I was comparing the performance of doing a sum followed by an assignment of two arrays, in the form of c=a+b
, between a native Fortran type, real
, and a derived data type that only contains one array of real
. The class is very simple: it contains operators for addition and assignment and a destructor, as follows:
module type_mod
use iso_fortran_env
type :: class_t
real(8), dimension(:,:), allocatable :: a
contains
procedure :: assign_type
generic, public :: assignment(=) => assign_type
procedure :: sum_type
generic :: operator(+) => sum_type
final :: destroy
end type class_t
contains
subroutine assign_type(lhs, rhs)
class(class_t), intent(inout) :: lhs
type(class_t), intent(in) :: rhs
lhs % a = rhs % a
end subroutine assign_type
subroutine destroy(this)
type(class_t), intent(inout) :: this
if (allocated(this % a)) deallocate(this % a)
end subroutine destroy
function sum_type (lhs, rhs) result(res)
class(class_t), intent(in) :: lhs
type(class_t), intent(in) :: rhs
type(class_t) :: res
res % a = lhs % a + rhs % a
end function sum_type
end module type_mod
The assign
subroutine contains different modes of operations, just for the sake of benchmarking.

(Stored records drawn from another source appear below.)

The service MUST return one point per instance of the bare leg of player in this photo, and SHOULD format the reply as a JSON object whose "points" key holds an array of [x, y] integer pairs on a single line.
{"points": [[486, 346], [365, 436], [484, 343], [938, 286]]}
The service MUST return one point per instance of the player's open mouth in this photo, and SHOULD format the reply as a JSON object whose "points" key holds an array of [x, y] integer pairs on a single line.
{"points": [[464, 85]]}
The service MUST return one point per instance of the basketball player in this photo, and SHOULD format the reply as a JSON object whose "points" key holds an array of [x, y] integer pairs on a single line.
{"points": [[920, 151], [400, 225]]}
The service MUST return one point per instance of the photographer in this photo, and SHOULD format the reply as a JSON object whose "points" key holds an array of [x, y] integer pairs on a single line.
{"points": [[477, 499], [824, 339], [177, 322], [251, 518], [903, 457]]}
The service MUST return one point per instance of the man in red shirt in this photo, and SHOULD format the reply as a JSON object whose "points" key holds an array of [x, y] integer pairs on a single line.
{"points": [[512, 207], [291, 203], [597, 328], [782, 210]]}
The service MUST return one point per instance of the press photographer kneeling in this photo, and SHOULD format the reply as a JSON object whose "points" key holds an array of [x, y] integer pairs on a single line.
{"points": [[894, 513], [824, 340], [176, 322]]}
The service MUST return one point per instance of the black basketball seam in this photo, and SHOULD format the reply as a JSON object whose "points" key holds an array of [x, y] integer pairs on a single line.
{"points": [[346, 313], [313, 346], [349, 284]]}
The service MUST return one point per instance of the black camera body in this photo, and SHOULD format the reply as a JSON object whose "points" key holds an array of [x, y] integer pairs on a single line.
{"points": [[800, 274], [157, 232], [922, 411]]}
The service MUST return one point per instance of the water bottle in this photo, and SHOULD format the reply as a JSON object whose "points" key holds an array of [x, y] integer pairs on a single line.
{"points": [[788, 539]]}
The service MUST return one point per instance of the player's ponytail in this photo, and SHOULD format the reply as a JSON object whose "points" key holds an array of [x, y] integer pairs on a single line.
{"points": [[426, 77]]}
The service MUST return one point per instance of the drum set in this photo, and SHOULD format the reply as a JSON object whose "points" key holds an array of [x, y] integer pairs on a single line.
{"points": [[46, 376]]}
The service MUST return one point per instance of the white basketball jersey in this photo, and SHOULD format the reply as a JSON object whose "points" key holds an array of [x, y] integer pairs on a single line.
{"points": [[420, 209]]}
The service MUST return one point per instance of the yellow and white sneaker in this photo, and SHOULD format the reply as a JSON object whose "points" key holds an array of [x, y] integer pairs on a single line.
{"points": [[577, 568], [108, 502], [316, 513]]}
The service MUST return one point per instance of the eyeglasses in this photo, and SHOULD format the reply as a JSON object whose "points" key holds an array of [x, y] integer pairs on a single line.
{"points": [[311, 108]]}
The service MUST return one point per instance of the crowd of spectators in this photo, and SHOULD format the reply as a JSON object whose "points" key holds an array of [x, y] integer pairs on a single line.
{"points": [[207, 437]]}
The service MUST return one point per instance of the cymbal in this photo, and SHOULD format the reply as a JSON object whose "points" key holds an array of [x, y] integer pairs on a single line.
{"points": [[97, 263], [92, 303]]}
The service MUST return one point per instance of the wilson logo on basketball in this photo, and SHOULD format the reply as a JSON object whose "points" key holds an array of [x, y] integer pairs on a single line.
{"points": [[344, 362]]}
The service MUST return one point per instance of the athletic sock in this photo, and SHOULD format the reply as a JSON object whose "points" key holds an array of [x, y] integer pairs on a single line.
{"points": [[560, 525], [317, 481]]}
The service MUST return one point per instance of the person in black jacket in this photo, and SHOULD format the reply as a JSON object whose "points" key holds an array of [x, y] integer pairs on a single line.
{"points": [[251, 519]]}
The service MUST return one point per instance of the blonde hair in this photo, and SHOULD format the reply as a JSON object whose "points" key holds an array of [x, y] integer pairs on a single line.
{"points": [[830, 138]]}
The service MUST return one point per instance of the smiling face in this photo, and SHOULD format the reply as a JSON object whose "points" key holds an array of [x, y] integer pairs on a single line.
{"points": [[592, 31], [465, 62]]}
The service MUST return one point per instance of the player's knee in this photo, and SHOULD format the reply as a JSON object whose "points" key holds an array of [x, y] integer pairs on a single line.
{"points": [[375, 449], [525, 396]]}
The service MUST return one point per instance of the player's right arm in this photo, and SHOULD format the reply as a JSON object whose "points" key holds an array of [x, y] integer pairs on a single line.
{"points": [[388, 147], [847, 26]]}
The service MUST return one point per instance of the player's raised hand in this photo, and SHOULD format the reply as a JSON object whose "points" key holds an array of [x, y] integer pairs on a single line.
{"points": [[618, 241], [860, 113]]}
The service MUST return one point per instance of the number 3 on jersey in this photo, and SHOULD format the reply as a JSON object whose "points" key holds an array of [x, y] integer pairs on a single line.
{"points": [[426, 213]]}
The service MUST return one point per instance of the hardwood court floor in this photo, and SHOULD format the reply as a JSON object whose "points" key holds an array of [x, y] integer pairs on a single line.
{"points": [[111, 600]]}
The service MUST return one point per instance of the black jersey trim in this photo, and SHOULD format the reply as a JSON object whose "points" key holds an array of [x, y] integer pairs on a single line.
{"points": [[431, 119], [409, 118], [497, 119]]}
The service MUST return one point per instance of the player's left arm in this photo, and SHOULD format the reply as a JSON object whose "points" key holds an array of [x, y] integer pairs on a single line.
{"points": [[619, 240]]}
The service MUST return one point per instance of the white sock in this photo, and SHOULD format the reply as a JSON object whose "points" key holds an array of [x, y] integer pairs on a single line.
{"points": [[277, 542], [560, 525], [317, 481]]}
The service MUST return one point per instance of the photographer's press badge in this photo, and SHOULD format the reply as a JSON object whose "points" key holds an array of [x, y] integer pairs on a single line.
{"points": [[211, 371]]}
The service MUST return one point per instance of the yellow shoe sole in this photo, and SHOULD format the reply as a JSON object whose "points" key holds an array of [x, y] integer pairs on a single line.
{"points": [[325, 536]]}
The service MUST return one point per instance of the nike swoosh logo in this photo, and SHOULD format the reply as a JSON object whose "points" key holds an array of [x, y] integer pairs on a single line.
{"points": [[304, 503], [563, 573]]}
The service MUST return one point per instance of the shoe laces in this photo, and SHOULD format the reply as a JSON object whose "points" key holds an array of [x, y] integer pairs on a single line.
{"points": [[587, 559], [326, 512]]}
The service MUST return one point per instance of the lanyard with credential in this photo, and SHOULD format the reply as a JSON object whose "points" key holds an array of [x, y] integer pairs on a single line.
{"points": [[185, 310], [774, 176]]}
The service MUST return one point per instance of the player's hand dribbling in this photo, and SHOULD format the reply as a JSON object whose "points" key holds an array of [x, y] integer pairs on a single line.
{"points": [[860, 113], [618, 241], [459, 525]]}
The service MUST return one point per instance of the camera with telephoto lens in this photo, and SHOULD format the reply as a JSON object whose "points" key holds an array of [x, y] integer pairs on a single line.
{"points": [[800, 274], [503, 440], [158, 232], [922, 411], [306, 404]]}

To test it against performing the same operations on a real
I created the following module
module subroutine_mod
use type_mod, only: class_t
contains
subroutine sum_real(a, b, c)
real(8), dimension(:,:), intent(inout) :: a, b, c
c = a + b
end subroutine sum_real
subroutine sum_type(a, b, c)
type(class_t), intent(inout) :: a, b, c
c = a + b
end subroutine sum_type
end module subroutine_mod
Everything is executed in the program below, considering arrays of size (10000,10000) and repeating the operation 100 times:
program test
use subroutine_mod
integer :: i
integer :: N = 100 ! Number of times to repeat the assign
integer :: M = 10000 ! Size of the arrays
real(8) :: tf, ts
real(8), dimension(:,:), allocatable :: a, b, c
type(class_t) :: a2, b2, c2
allocate(a2%a(M,M), b2%a(M,M), c2%a(M,M))
a2%a = 1.0d0
b2%a = 2.0d0
c2%a = 3.0d0
allocate(a(M,M), b(M,M), c(M,M))
a = 1.0d0
b = 2.0d0
c = 3.0d0
! Benchmark timing with
call cpu_time(ts)
do i = 1, N
call sum_type(a2, b2, c2)
end do
call cpu_time(tf)
write(*,*) "Type : ", tf-ts
call cpu_time(ts)
do i = 1, N
call sum_real(a, b, c)
end do
call cpu_time(tf)
write(*,*) "Real : ", tf-ts
end program test
To my surprise, the operation with my derived datatype consistently underperformed the operation with the Fortran arrays by a factor of 2 with gfortran
and a factor of 10 with ifort
. For instance, using the CHECK_SIZE
mode, which saves allocation time, I got the following timings compiling with the -O2
flag:
gfortran
- Data type: 33 s
- Real : 13 s
ifort
- Data type: 30 s
- Real : 3 s
Question
Is this normal behaviour? If so, are there any recommendations to achieve better performance?
Context
To provide some context, the type with a single array will be very useful for a code refactoring task, where we need to keep similar interfaces to a previous type.
Compiler versions
gfortran
9.4.0ifort
2021.6.0 20220226